Atsunori Nakao^*, Kei Kimizuka^*, Donna B. Stolz, Joao Seda Neto^*, Takashi Kaizu^*, Augustine M. K. Choi, Takashi Uchiyama^¶, Brian S. Zuckerbraun, Michael A. Nalesnik^*||, Leo E. Otterbein and Noriko Murase^*

From the Thomas E. Starzl Transplantation Institute,^* the Center for Biologic Imaging, and the Departments of Surgery, Pulmonary Allergy and Critical Care Medicine, Anesthesiology and Critical Care Medicine,^¶ and Pathology,|| University of Pittsburgh Medical Center, Pittsburgh, Pennsylvania

Carbon monoxide (CO), a byproduct of heme catalysis by heme oxygenases, has been shown to exert anti-inflammatory effects. This study examines the cytoprotective efficacy of inhaled CO during intestinal cold ischemia/reperfusion injury associated with small intestinal transplantation. Orthotopic syngenic intestinal transplantation was performed in Lewis rats after 6 hours of cold preservation in University of Wisconsin solution. Three groups were examined: normal untreated controls, control intestinal transplant recipients kept in room air, and recipients exposed to CO (250 ppm) for 1 hour before and 24 hours after surgery. In air grafts, mRNA levels for interleukin-6, cyclooxygenase-2, intracellular adhesion molecule (ICAM-1), and inducible nitric oxide synthase rapidly increased after intestinal transplant.
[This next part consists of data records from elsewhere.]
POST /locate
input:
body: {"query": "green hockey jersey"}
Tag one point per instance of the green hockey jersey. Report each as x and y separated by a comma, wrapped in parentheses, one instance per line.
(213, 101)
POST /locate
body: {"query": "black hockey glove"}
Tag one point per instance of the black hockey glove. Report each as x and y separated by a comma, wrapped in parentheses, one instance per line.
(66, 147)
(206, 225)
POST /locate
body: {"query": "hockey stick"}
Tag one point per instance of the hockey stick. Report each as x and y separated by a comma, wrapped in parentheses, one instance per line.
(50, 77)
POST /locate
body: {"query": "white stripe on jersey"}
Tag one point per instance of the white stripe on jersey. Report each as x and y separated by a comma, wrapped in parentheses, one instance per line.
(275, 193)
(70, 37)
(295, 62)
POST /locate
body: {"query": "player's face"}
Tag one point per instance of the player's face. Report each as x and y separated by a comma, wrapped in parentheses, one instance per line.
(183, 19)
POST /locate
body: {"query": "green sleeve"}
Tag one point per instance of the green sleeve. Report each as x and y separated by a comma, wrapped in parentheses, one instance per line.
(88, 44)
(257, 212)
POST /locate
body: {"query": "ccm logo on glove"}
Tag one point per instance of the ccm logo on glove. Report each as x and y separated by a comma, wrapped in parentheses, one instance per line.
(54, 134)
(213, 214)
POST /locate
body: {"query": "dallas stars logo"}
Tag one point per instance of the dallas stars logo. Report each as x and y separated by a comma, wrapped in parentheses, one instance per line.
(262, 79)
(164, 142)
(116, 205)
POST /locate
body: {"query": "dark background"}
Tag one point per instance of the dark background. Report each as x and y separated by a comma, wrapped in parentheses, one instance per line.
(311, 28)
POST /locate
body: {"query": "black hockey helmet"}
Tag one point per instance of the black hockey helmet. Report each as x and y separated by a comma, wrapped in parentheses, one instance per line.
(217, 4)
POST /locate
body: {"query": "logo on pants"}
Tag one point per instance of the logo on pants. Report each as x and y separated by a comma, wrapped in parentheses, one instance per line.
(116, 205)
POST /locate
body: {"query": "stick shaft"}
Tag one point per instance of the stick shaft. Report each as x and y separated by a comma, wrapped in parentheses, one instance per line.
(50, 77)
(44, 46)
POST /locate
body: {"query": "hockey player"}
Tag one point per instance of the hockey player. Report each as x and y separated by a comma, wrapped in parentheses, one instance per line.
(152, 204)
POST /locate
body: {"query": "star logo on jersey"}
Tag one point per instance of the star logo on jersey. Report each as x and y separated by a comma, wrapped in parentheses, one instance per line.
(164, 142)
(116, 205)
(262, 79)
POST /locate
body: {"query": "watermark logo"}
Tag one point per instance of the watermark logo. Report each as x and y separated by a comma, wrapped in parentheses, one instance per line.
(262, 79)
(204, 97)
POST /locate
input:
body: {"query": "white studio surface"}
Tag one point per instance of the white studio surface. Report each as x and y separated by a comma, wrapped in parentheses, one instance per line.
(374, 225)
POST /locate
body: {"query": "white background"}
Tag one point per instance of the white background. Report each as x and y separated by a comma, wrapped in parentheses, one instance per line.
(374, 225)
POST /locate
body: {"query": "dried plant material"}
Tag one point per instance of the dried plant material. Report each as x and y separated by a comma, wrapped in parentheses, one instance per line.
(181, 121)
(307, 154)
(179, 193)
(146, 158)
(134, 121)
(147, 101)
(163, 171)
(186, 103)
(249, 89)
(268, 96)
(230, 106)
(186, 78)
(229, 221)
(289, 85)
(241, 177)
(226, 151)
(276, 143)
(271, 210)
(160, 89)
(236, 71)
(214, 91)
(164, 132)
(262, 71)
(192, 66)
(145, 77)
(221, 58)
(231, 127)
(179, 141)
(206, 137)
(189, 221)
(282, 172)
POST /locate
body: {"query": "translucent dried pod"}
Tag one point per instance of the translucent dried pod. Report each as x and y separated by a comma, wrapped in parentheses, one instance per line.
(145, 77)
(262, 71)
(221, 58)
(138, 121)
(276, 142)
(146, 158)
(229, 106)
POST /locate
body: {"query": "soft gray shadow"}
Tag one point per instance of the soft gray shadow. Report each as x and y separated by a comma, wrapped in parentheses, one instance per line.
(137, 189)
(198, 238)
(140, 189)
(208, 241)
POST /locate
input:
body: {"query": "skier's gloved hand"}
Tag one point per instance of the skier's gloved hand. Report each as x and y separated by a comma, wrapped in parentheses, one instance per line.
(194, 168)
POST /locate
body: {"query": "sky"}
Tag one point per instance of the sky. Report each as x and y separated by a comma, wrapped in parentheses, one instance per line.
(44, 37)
Histopathological analysis revealed severe mucosal erosion, villous congestion, and inflammatory infiltrates. CO effectively blocked an early up-regulation of these mediators, showed less severe histopathological changes, and resulted in significantly improved animal survival of 92% from 58% in air-treated controls. CO also significantly reduced mRNA for proapoptotic Bax, while it up-regulated anti-apoptotic Bcl-2. These changes in CO-treated grafts correlated with well-preserved CD31⁺ vascular endothelial cells, less frequent apoptosis/necrosis in intestinal epithelial and capillary endothelial cells, and improved graft tissue blood circulation. Protective effects of CO in this study were mediated via soluble guanylyl cyclase, because 1H-(1,2,4)oxadiazole (4,3-) quinoxaline-1-one (soluble guanylyl cyclase inhibitor) completely reversed the beneficial effect conferred by CO. Perioperative CO inhalation at a low concentration resulted in protection against ischemia/reperfusion injury to intestinal grafts with prolonged cold preservation.